Understanding conditional entropy intuitively $H[Y|X=x]$ vs $H[Y|X]$

Solution 1:

Consider two random variables $X$ and $Y$. If $X=1$ we know that $Y$ is also equal to one. So we do not have any uncertainty about $Y$ knowing that $X=1$. In this sense: $$ H(Y|X=1)=0 $$ Now the question is: How uncertain are we about $Y$ if we know the realization of $X$? First of all, $H(Y|X=1)=0$ only tells us that we do not have any uncertainty about $Y$ only when we know that $X=1$. But for another $X$, for instance if we know that $X=2$, we may not know exactly about $Y$, which means that: $$ H(Y|X=2)>0. $$ Note that, we are looking for a value representing uncertainty of $Y$ if we know $X$. One option is to take the average of uncertainty that we have about $Y$ knowing each $X=x$, which gives us the notion of conditional entropy.

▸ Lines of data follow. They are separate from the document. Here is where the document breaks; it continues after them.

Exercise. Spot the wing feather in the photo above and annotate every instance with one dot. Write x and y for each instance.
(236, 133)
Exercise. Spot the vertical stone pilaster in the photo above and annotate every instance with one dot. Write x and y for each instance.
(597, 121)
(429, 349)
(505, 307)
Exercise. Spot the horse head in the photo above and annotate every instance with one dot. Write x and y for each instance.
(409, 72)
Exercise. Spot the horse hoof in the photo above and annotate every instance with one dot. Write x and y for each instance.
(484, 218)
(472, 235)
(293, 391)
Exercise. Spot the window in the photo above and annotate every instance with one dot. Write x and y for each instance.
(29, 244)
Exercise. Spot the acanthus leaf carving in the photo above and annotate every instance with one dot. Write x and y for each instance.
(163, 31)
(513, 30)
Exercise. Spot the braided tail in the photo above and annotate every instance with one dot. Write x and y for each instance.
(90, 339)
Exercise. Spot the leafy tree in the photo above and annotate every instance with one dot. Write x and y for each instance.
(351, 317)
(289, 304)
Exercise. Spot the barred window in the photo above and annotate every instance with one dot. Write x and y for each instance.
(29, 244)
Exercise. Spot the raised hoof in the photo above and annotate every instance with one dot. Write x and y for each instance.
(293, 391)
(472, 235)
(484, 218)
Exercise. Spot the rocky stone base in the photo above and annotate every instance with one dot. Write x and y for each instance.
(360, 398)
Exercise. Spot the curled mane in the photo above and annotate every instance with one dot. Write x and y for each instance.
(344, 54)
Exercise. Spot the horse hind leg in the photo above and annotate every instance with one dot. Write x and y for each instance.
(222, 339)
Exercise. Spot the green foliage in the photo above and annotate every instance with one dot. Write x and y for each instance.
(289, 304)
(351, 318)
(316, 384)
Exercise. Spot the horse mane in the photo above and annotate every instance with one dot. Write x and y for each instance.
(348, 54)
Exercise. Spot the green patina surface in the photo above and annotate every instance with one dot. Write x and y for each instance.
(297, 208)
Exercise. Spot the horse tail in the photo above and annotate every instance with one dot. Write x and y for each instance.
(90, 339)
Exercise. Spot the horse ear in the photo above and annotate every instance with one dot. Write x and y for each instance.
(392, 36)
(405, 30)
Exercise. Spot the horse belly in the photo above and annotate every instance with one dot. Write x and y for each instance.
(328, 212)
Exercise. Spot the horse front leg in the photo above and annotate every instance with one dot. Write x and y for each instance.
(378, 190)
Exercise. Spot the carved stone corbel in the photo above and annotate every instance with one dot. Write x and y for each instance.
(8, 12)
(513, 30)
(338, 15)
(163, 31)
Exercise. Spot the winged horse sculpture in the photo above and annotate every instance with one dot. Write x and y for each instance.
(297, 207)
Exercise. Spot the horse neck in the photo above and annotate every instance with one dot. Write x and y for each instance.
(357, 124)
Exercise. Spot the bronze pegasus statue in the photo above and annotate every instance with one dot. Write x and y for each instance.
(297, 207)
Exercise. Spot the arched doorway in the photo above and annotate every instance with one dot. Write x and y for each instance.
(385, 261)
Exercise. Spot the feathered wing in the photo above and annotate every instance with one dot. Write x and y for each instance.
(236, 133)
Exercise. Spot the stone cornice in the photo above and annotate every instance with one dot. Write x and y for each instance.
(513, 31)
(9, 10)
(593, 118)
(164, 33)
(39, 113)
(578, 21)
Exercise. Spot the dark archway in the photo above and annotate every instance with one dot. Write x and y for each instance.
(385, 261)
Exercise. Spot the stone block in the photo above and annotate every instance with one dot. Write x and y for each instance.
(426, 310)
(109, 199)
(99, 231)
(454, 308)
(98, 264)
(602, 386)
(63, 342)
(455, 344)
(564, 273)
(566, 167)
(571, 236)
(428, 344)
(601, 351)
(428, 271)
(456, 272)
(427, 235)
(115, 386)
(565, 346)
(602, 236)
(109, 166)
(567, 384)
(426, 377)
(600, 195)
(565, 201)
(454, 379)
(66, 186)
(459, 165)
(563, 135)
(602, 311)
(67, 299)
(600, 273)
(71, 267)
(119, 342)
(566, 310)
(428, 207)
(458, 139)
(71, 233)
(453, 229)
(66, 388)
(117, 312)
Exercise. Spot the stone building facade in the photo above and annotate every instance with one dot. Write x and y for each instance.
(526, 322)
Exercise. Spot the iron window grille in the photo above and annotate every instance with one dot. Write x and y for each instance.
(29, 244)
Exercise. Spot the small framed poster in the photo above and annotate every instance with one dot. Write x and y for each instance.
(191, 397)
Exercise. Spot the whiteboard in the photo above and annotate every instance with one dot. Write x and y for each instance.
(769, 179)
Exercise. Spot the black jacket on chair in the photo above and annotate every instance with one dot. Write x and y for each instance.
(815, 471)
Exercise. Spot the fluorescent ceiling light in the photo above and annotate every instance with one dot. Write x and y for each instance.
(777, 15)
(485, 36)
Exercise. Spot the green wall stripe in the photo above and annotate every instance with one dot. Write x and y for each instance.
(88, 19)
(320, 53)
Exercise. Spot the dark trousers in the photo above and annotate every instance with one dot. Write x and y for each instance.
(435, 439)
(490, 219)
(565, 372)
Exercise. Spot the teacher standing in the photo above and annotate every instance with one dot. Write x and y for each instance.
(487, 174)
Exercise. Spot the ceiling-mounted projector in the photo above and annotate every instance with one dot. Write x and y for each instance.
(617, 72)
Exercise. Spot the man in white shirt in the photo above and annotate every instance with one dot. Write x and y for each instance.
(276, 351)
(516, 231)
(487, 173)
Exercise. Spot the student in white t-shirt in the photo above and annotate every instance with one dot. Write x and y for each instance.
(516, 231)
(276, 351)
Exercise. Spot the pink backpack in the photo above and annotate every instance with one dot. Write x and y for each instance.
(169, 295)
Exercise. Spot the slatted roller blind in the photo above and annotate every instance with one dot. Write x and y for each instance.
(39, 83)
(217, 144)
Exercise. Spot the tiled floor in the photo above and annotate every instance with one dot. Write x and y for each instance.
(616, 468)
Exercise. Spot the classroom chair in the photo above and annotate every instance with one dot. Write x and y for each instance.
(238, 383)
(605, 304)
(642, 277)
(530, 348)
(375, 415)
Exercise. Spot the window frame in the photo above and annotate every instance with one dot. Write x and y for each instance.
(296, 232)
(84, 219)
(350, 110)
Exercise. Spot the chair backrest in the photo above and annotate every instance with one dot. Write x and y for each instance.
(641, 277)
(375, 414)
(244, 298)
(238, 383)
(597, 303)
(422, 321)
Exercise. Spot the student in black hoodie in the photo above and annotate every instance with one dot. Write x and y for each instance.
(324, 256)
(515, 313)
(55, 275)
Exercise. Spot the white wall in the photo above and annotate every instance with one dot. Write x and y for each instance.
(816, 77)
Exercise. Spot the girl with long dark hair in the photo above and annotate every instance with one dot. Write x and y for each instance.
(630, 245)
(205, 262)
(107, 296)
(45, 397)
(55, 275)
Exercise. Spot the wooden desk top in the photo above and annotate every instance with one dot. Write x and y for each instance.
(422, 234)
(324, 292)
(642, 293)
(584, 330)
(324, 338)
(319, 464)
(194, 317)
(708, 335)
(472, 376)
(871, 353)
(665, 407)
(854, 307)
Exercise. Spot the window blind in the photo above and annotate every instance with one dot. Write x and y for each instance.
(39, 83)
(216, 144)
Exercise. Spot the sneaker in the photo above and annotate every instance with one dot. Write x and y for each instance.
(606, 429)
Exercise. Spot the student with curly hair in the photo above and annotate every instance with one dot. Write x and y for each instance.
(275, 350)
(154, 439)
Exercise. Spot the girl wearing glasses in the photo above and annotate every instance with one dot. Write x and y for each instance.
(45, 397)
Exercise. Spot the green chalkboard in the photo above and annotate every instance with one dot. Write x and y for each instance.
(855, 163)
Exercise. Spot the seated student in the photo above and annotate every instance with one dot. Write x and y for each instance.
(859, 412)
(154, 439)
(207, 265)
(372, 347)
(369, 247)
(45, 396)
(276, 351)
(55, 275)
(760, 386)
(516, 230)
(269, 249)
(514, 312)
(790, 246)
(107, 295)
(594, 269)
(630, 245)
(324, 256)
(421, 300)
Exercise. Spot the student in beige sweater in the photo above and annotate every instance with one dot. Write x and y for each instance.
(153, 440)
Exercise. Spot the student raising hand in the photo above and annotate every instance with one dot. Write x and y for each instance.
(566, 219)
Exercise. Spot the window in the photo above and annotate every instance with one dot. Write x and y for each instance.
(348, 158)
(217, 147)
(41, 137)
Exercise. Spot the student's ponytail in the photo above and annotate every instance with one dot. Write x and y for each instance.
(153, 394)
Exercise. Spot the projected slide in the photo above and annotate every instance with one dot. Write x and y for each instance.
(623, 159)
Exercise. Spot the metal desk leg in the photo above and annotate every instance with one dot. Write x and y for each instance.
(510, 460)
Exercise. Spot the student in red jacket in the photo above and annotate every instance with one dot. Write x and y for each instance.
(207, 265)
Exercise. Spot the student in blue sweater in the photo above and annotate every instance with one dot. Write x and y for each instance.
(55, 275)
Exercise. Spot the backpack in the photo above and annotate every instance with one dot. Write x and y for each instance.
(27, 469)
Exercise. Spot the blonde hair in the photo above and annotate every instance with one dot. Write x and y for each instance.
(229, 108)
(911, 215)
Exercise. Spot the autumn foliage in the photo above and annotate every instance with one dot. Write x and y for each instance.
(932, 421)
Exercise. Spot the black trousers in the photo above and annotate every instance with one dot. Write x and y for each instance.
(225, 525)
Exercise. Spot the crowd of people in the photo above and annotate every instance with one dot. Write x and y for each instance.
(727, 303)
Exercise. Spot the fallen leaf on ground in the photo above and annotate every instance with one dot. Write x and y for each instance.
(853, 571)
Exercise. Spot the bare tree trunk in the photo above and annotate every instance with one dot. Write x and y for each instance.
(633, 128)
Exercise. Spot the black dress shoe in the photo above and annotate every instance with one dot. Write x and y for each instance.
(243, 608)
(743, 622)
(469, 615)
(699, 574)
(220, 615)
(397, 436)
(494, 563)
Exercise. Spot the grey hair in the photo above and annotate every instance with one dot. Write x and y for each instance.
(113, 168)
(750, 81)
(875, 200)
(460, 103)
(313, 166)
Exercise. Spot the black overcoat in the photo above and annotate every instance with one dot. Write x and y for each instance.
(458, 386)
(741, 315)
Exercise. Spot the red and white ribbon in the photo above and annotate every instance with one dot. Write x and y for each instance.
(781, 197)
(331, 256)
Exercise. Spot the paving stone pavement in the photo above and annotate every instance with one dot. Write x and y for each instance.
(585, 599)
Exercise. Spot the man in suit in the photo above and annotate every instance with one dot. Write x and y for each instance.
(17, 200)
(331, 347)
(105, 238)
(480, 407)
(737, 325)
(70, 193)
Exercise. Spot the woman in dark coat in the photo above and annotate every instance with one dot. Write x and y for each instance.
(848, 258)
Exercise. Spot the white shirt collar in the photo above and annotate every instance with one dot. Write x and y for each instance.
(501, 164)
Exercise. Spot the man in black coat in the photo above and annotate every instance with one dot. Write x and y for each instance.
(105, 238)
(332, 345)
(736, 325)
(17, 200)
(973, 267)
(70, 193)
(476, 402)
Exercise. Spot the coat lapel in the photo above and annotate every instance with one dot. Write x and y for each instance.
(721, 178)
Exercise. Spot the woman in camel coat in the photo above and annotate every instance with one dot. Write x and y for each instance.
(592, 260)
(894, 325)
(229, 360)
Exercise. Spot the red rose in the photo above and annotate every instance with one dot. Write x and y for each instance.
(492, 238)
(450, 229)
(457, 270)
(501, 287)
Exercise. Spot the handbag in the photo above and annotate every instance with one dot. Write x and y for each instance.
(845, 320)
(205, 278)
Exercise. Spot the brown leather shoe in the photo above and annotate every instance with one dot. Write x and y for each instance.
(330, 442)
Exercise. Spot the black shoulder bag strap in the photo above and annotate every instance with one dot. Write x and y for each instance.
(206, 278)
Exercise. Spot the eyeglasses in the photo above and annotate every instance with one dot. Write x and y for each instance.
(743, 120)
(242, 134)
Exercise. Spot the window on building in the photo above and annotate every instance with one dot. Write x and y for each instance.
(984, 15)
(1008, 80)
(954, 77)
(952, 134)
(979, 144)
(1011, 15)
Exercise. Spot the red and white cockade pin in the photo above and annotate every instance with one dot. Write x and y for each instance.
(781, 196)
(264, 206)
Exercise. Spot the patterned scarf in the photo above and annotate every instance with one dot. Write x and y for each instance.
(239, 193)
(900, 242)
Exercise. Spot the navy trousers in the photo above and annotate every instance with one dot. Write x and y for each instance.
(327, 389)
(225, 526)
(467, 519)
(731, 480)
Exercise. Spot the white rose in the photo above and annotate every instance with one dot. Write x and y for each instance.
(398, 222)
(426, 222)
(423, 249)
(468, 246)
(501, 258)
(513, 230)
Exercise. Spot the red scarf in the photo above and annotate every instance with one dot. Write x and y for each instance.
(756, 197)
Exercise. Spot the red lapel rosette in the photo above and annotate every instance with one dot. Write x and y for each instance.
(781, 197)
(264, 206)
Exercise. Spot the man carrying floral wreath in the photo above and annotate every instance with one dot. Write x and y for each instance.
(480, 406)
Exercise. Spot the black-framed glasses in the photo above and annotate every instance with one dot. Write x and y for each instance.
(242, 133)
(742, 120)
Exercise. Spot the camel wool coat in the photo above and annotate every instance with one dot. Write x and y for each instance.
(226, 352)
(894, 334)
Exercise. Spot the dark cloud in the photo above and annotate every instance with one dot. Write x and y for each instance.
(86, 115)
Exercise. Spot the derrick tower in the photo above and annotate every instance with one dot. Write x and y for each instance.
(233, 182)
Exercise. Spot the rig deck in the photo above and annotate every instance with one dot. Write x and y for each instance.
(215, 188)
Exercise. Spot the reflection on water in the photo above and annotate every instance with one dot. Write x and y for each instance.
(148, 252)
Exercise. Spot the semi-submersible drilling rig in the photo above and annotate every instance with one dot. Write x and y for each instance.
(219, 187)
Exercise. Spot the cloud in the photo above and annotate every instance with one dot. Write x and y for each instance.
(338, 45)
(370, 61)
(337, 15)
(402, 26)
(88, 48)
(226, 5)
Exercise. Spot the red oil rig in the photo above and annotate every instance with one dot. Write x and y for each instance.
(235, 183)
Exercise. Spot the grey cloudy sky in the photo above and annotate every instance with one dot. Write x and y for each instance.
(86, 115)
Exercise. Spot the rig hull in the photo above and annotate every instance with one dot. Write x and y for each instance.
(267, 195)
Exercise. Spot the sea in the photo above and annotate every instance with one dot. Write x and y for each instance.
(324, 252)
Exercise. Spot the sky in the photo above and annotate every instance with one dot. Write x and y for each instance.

The notion represents the average uncertainty that we have of $Y$ knowing $X$. A good property of conditional entropy is that if we know $H(Y|X)=0$, then $Y=f(X)$ for a function $f$.


To see another interest behind the conditional entropy, suppose that $Y$ is an estimation of $X$ and we are interested in probability of error $P_e$. If for $Y=y$, we can estimate $X$ without error then $H(Y|Y=y)=0$. Interestingly, we can use Fano's inequality to find a lower bound on probability of error: $$ H(X|Y)\leq P_e\log(\|\mathcal X\|)+1. $$ And here the conditional entropy gives us an inner bound on the probability of error.

Solution 2:

enter image description here

It's intuitive to interpret $H(Y|X)$ by the chain rule:
$$H(Y|X)=H(X,Y)-H(X)$$

Assume that the combined system determined by two random variables X and Y has joint entropy $H(X,Y)$, that is, we need $H(X,Y)$ bits of information on average to describe its exact state. Now if we first learn the value of $X$, we have gained $H(X)$ bits of information. Once $X$ is known, we only need $H(X,Y)-H(X)$ bits to describe the state of the whole system.

And the difference can be also found in Wikipedia:

If $H(Y|X=x)$ is the entropy of the discrete random variable $Y$ conditioned on the discrete random variable $X$ taking a certain value $x$, then $H(Y|X)$ is the result of averaging $H(Y|X=x)$ over all possible values $x$ that $X$ may take.